According to Aberdeen City Council, at current rates of extraction, the currently proven reserves will be effectively depleted by 2016

There is much talk of supporting retail development in Aberdeen – in a sort of  beggar-thy-neighbour attempt to pull demand in from the hinterland and as far away as Dundee and Inverness. But we cannot just hope to continue shopping on tick, unless we simultaneously create value elsewhere in the economy.

Luxe retail being an example of what economists call a ‘sink sector’ (munitions being another) whereby excess value is drained from an economy. That is assuming there is excess value.

I also have a sneaking suspicion that this support for retail (which includes big-ticket city-centre road projects like the Berryden Corridor urban dual carriageway) is beginning to look like a bit of a cargo cult. We are like the Melanesian tribes people   who after the 2nd World War built bamboo control towers and palm-frond landing strips in the hope of attracting down from the heavens their own supernatural Dakota freighter-planes full of goods from the gods. Like the cargo-cultists we ape and adopt the signifiers of economic success and affluence in the hope that that this will make that very economic success somehow arrive. “If you build it they will come…”.   It is putting the cart before the horse. Some of the projects we see being proposed are therefore, in my opinion, wrong-headed as they seek to create the omega-point of wealth creation, without noticing that first there is a whole long process of boot-strapping to be done in adding value before that value can be exploited by luxe retail and leisure. The cliché is “all fur coat and nae knickers”. But if the right conditions are in place to make the engine of capitalism hum, then the potential for wealth creation creates the jobs which will then in turn create and sustain the ‘lifestyle sector’,  which includes luxe retail, catering etc.

It is easy to be cynical, and we should applaud efforts by national and local government along with development agencies and industry bodies to initiate a renewable energy industrial sector in the area. Getting a significant portion of this sector to ‘anchor’ here would be a source of continual endogenous (self-generating) economic growth.

But almost by definition, such an industry will be orders of magnitude less capital intensive than oil and gas. Meantime, we see sink-sector cargo-cult (City Square, Trump Links) projects gaining much more prominence and promotion.

On a larger canvas, we are about to live in a time of transition.

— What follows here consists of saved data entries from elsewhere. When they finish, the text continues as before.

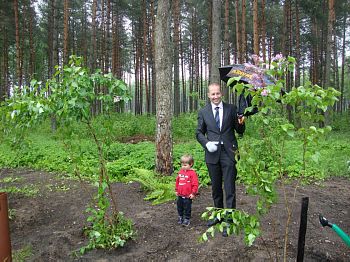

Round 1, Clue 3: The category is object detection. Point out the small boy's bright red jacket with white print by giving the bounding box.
[175,169,198,197]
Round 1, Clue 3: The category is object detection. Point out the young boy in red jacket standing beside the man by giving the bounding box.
[175,155,198,226]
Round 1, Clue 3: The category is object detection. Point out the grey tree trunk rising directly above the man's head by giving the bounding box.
[210,0,221,83]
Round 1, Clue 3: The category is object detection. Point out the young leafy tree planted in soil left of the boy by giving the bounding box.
[0,56,134,253]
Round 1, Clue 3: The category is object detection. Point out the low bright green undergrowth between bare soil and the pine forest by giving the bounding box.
[0,114,350,202]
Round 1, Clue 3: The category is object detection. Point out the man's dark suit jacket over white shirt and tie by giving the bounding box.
[196,102,245,164]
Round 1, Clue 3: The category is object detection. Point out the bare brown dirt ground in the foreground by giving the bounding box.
[0,169,350,262]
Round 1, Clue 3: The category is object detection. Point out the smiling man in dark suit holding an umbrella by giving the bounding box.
[196,83,245,230]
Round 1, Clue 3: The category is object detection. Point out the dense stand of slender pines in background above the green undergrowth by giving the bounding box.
[0,0,350,115]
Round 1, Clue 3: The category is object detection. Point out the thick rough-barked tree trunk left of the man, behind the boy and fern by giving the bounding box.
[155,0,173,175]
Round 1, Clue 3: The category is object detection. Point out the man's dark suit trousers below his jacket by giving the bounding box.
[207,146,237,208]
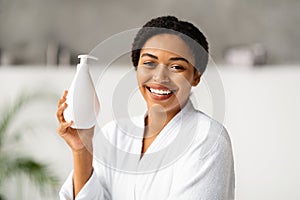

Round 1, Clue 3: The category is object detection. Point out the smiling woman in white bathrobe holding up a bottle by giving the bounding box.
[57,16,234,200]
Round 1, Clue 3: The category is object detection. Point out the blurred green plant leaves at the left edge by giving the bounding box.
[0,92,58,200]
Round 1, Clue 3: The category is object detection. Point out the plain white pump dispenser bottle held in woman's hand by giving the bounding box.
[64,55,100,129]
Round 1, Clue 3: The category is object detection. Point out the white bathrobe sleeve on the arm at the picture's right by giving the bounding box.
[168,128,235,200]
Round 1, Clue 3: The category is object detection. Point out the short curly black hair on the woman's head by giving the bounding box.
[131,16,208,74]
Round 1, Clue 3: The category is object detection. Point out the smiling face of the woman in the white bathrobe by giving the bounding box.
[137,34,200,113]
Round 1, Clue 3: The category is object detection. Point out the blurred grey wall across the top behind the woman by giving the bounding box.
[0,0,300,64]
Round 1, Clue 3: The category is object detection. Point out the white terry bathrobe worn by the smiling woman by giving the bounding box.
[60,101,235,200]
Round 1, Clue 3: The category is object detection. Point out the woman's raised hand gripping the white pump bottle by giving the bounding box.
[56,90,94,152]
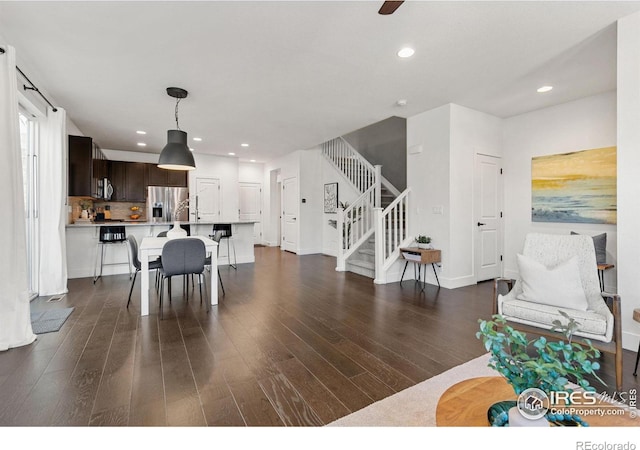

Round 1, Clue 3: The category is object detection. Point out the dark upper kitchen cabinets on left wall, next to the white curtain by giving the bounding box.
[69,135,108,197]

The transition away from debt-propelled consumerism is underway and the impact on the UK’s retail sector and its supply chains has already been severe.

However, to concentrate on national performance is a bit of a red herring. It is in the arena of cities and their relative strengths and attractiveness in retaining both finance capital and human/intellectual capital that we will see both the positive and negative effects of the transition which is already underway. We do not need to ask how the UK will compete with India; we need to ask how Aberdeen will compete with York and Lubeck, Cork and Ljubljana.

For cities that have a diverse economic base, a reduction in highly skilled roles will be difficult in the short term, but these highly skilled knowledge workers tend to be flexible and able to seek (or create) employment in other industries – the Work Foundation calls this ‘flexicurity’. For cities that have specialised more heavily, there are dangers that the transition may impact productivity and employment levels significantly without there being alternative industries for those workers to move into. In Aberdeen, we will be hit simultaneously by both resource depletion and wider economic rebalancing.

The question for us should be: “How much flexicurity is there in the Aberdeen economy?” We have become trapped by the easy money from Oil and Gas that has denuded the rest of our economy. Our local economy has lost its diversity and freedom of movement. “Prosperity without freedom is just another form of poverty”.